In Florida, as in most other US states, those who buy or sell properties much understand and anticipate transfer tax. Let’s break down everything you need to know about the Florida real estate transfer tax, who pays transfer taxes in Florida, and other considerations.
Real Estate Transfer Tax Overview
When a real estate transaction is made, some tax is almost always due to cover the costs associated with transferring the property or deed from one person to another. The new deed of a real estate transaction, for example, will show the new owner’s name and record that the seller legally transferred ownership of the property to the new owner.
Most US states impose a property transfer tax or real estate transfer tax since counties are responsible for recording these changes and updating national records.
Florida’s Documentary Stamp Tax
Florida is no exception to the above national trend. The only difference is that Florida calls its real estate transfer tax the “documentary stamp tax”. This tax can apply to a wide variety of properties, including:
- Warranty deeds
- Quitclaim deeds
- Contracts for rights to mine certain natural resources
- Deeds in lieu of foreclosure
- Assignments of leasehold interest, beneficial interest in a trust, or contract or agreement for a deed
Florida also requires the documentary stamp tax to be presented when the deed is shown to the county clerk to be filed on record. In a practical sense, the cost of the tax is due when the deal is officially closed.
How Much is the Real Estate Transfer Tax in Florida?
The Florida real estate transfer tax varies depending on the county. In every county except Miami-Dade, the Florida transfer tax is 0.7% of the purchase price of the home. In Miami-Dade County, the tax rate is 0.6%. Thankfully, calculating the addition of this closing cost to any given real estate deal is easy.
In Florida, every county except for Miami-Dade has the same tax rate: $.70 per $100 of the deed’s total consideration cost. Here’s a basic example:
- A property is purchased for $200,000
- Dividing the initial sale price by $100 makes $2000
- Multiply that price by 0.70 for $.70
- The resulting cost is $1400, which is the documentary stamp tax for that property
However, in Miami-Dade County, the tax rate is $.60 per $100 for the deed’s original price. The same formula as outlined above can be used here to get the requisite tax cost.
Who Pays the Florida Transfer Tax?
Like most closing costs, this is highly negotiable, and the seller may opt to cover the Florida transfer tax in order to make the burden of purchasing real estate easier on the buyer. Indeed, real estate agents often default to assigning the Florida transfer tax cost to the property’s seller in lieu of hearing an objection.

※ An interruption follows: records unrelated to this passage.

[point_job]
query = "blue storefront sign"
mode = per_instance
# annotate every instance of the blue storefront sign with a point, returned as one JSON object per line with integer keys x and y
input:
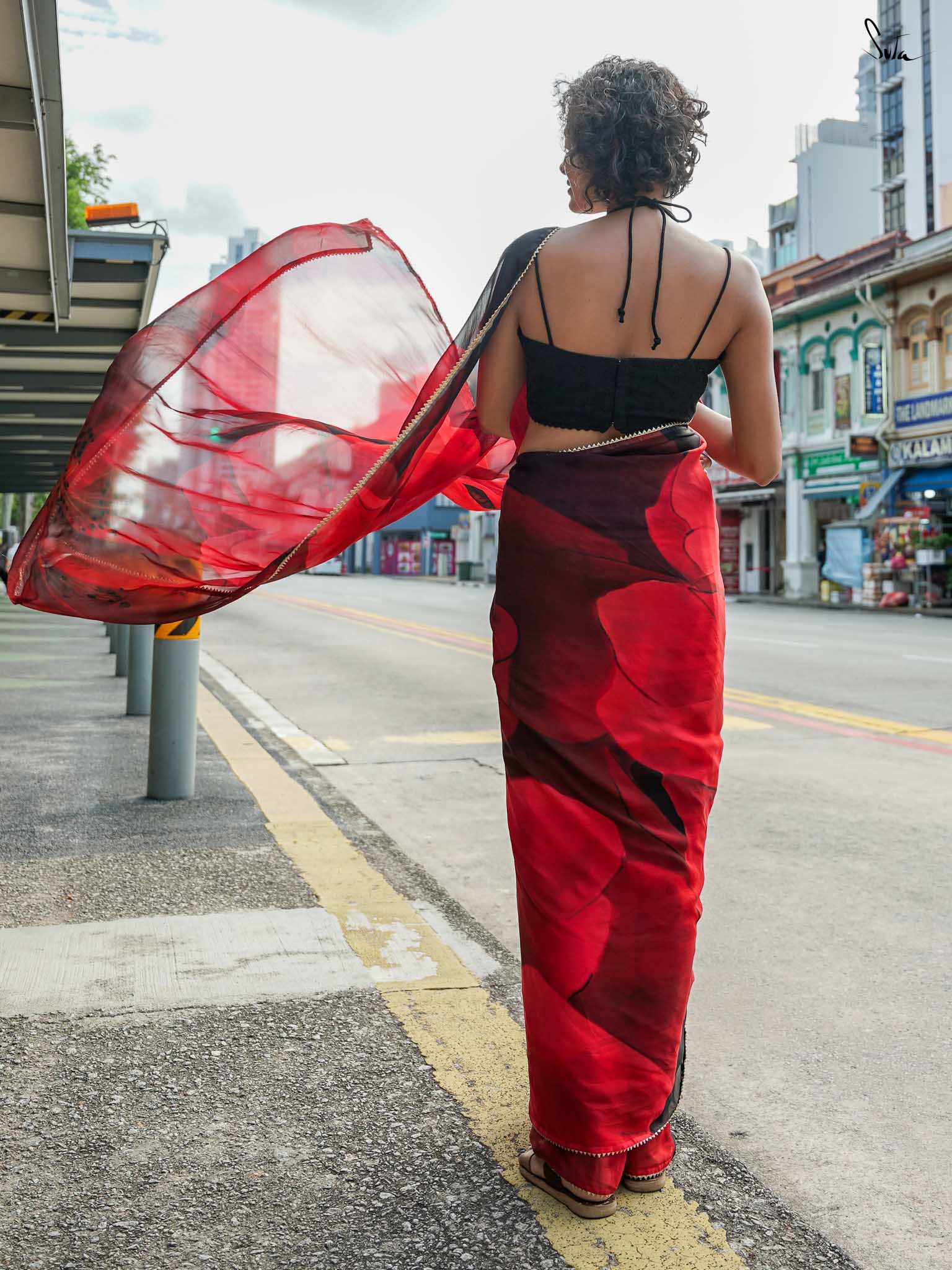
{"x": 873, "y": 371}
{"x": 917, "y": 412}
{"x": 922, "y": 451}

In this case, a real estate agent who facilitated the deal can obtain a check for the tax rate amount from the seller before the deed is recorded at the county clerk’s office. On the other hand, the buyer can present this amount to the real estate agent or bring the tax amount, and the deed, down to the county clerk’s office themselves.
In short: usually, the seller pays for this closing cost. But the buyer can as well, depending on the negotiations and deal specifics.

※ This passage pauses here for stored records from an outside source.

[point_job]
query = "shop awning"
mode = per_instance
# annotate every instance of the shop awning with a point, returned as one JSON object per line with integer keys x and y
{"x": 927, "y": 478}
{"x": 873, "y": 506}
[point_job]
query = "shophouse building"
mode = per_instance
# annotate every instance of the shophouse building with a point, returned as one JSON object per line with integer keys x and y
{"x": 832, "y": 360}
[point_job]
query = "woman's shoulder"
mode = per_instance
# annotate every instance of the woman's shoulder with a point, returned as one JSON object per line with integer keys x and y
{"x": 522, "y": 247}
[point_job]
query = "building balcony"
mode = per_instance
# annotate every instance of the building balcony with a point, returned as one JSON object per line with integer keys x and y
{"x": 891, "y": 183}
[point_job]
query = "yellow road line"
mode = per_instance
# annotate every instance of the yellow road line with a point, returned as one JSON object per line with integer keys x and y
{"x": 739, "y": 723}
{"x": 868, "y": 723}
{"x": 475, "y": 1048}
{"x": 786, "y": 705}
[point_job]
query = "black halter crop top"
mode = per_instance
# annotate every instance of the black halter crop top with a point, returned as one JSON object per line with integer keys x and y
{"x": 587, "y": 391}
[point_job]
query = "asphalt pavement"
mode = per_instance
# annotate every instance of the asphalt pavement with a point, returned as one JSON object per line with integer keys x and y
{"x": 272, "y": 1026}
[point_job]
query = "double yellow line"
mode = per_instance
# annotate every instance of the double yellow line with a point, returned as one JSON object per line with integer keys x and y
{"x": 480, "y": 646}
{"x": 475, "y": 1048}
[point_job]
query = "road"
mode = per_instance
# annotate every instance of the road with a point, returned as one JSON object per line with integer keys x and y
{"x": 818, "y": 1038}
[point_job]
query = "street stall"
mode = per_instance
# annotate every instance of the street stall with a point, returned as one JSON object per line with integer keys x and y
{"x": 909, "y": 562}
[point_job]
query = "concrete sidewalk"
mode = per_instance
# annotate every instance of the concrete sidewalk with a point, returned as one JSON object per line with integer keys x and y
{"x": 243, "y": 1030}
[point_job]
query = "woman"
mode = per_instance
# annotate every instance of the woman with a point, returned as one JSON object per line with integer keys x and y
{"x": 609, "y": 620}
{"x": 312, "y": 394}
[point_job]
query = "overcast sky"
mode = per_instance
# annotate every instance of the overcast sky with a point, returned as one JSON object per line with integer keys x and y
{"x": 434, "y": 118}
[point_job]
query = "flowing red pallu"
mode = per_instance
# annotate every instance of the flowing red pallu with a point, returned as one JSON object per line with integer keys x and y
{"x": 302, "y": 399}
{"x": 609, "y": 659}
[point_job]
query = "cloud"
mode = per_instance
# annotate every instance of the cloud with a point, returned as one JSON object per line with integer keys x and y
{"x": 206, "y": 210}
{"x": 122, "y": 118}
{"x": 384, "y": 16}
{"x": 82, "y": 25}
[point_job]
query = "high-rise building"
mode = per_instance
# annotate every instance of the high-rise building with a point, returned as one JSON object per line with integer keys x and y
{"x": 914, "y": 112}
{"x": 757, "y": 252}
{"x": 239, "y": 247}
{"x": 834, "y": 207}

As mentioned, documentary stamp taxes are typically paid to the property county’s clerk or recorder as soon as the deed is recorded. But suppose the document is recorded after the 20th day of the month. In that case, the tax cost must be paid straight to the Florida Department of Revenue so that the costs can be accurately allocated and tallied for the monthly income ledger for the state.

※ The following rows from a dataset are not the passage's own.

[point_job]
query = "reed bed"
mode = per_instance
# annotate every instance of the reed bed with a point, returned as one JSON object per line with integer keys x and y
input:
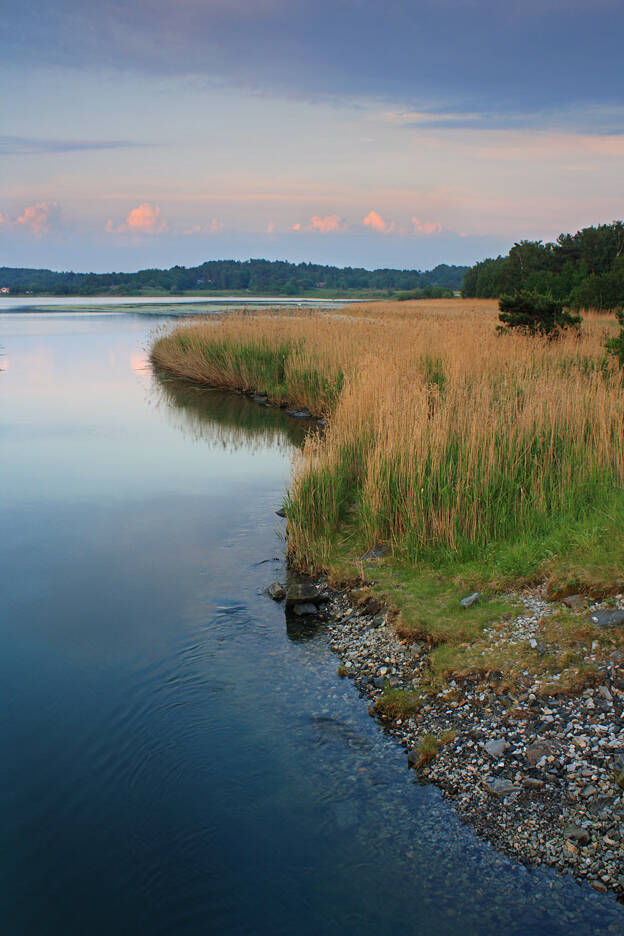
{"x": 442, "y": 436}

If payment of the documentary stamp tax is late, whoever is responsible for the payment (usually the seller, but occasionally the buyer) will need to pay:
- 10% of the tax owed per month late up to 50% maximum
- Interest that accrues every year
This rarely occurs, however, as Florida transfer taxes are typically included with usual closing cost considerations.
Mortgage Transfer Taxes
The Florida real estate transfer tax is also charged on mortgage transfers as well as deed transfers. The price can vary slightly, but it’s usually $.35 per $100 for the remaining mortgage cost. This does mean that mortgages with less remaining will incur less of a Florida transfer tax. Mortgages with the majority of their cost still owed to the bank or lending institution will incur heavier taxes.
As with regular real estate transfer taxes, these costs are usually collected as part of the overall closing costs for a mortgage transfer deal. However, the buyer usually pays the mortgage transfer tax in Florida. This is open to negotiation, but it’s often because those selling their mortgages are attempting to get out of the property with as much money as possible to buy another property or downsize.
Are There Any Exemptions to the Documentary Stamp Tax?
Yes, there are some exemptions to the documentary stamp tax, though only a few. Government agencies, county properties, some municipalities, and most state agencies do not have to pay Florida documentary stamp tax when a property is transferred from one owner to the other. This is similar to exemptions in other states throughout the US. Without these exemptions, the government would often essentially pay itself: a waste of time.
Furthermore, no property tax will be charged if your Florida deed is being changed, rather than being transferred. For example, adding a spouse as an owner to a home deed will not result in a transfer tax being levied since no transfer is occurring. This sometimes applies to inheritance transfers, but not usually.
All in all, Florida transfer taxes are relatively easy to understand and account for when calculating the true overall cost of transferring real estate or making a purchase. Remember to add the Florida transfer tax cost to your total by first determining whether you are in Miami-Dade County or another county. And don’t hesitate to ask your realtor or another financial expert for more advice or options. Good luck!